A Satisfying Life

A sample of my daily collection of eggs

I've been overly contemplative as of late. With the new year, I think we all look at the past years of our lives and consider the great changes and experiences we have gone through.  Some of us look at our lives and wonder what it all means, or if we will ever be truly happy. I have in the past fallen into that majority group of people who believe material wealth is the secret to happiness. I think I have come to the conclusion that instead, the simple life is the true path to joy. To a satisfying lifestyle full of purpose and a feeling of well being. 

I have always been a black sheep. A person who didn't follow the rules and questioned everything I read, saw, and experienced as much as possible. To the great irritation of many! When looking at immense and wealthy neighborhoods as a child, my family would marvel at this great rich lifestyle. Instead I would express my desire to have a small cabin on a farm with people I love. When asked by my guidance counselor what I wanted to be when I grew up, I answered that I wanted to be a mother and housewife. (Which was VERY much frowned upon and led to many a lecture!!)

A lacework shawl.

And here I am. After years of trying to fit into the roles that were laid out for me, I come around full circle to the life I had always wanted.

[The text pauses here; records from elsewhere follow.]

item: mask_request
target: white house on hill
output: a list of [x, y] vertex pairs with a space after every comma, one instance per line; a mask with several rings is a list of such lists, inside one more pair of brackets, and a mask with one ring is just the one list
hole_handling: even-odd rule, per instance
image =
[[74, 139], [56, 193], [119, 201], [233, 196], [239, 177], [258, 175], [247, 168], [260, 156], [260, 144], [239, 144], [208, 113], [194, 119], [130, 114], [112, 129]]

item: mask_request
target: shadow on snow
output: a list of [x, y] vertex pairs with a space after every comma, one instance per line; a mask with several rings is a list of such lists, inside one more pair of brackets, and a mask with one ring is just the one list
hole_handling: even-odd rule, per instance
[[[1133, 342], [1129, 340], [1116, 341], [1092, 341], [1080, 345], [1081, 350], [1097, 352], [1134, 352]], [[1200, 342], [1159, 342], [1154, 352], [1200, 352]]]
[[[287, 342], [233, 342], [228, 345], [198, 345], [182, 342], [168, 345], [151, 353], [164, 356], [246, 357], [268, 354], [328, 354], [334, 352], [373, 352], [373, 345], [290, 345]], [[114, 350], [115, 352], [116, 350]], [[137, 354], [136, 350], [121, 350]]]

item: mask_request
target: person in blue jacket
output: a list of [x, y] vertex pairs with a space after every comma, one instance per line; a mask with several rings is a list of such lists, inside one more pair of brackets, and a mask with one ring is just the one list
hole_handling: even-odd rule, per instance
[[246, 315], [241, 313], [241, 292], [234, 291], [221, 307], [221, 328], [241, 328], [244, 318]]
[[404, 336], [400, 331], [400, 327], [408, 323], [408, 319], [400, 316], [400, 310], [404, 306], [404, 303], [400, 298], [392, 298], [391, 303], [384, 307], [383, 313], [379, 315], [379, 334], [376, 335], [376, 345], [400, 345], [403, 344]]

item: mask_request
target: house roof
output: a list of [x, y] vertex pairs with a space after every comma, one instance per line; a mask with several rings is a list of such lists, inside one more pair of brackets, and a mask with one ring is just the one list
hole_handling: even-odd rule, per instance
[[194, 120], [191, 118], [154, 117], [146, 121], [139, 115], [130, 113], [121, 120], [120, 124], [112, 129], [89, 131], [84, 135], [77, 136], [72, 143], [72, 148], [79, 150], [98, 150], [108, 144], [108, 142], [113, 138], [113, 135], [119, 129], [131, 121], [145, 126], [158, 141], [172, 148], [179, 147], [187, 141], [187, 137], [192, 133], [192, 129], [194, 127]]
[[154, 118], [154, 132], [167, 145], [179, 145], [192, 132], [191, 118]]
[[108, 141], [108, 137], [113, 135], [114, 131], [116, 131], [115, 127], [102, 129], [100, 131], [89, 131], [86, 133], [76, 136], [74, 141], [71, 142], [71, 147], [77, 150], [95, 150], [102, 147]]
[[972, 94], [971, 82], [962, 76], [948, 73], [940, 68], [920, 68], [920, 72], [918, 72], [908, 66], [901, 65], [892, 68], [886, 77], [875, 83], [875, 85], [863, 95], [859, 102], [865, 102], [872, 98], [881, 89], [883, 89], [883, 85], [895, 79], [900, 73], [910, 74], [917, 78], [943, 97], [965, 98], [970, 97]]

I do get frowned upon for my old fashioned lifestyle. It has become controversial to be the stay at home mother who cooks, cleans, launders the clothing and caters to the whim of her husband. I have had many a woman condemn me for my 'backwards' thinking and belittling all of the work that women went through in the past to shatter those old roles.  And I agree, women were in a bad place. We were not seen as equals. Our labors of love were not appreciated and expected of us. And I think women did need to get out of those roles if only to make those changes and break down those roles. I have immense respect for career women, for single moms who work three jobs. For any one who tries to parent and keep a home in these hard economic times. BUT, I think there is a time for some of us to go back. It is not for everyone. But one should not feel ashamed of being called a housewife, a homemaker.

One of my husbands favorite meals. Pork chops, apples, and stuffing.

 I think the biggest complaint I get is that I am letting myself become a slave to my husband. This is most definitely not the case. My husband works a hard job. A physical laborer, he works many hours a week in harsh temperatures to bring home enough money for us to live comfortably. It is in my opinion that in the balance of the marriage, since I make only a small percentage of the income, he deserves to have clean clothes, hot food, and a tidy house. (Tidy, not obscenely clean. This is a farm after all!) I care for the livestock. I pay the bills and keep the budget. Buy our food and keep a stockpile on hand. Grow the garden. And for the first 5 years of my childs life, I was able to raise him myself. This is precious to me and I would not change a thing about it. 

Athena, an Arucauna chicken.

In the end, I think a satisfying life is one in which you do what makes you happy every day. Instead of toiling year after near in a job you dislike, just to make money so that you can continue working in the job you dislike. So that you can set your countdown clock for your retirement day. The day you will finally begin to live your life.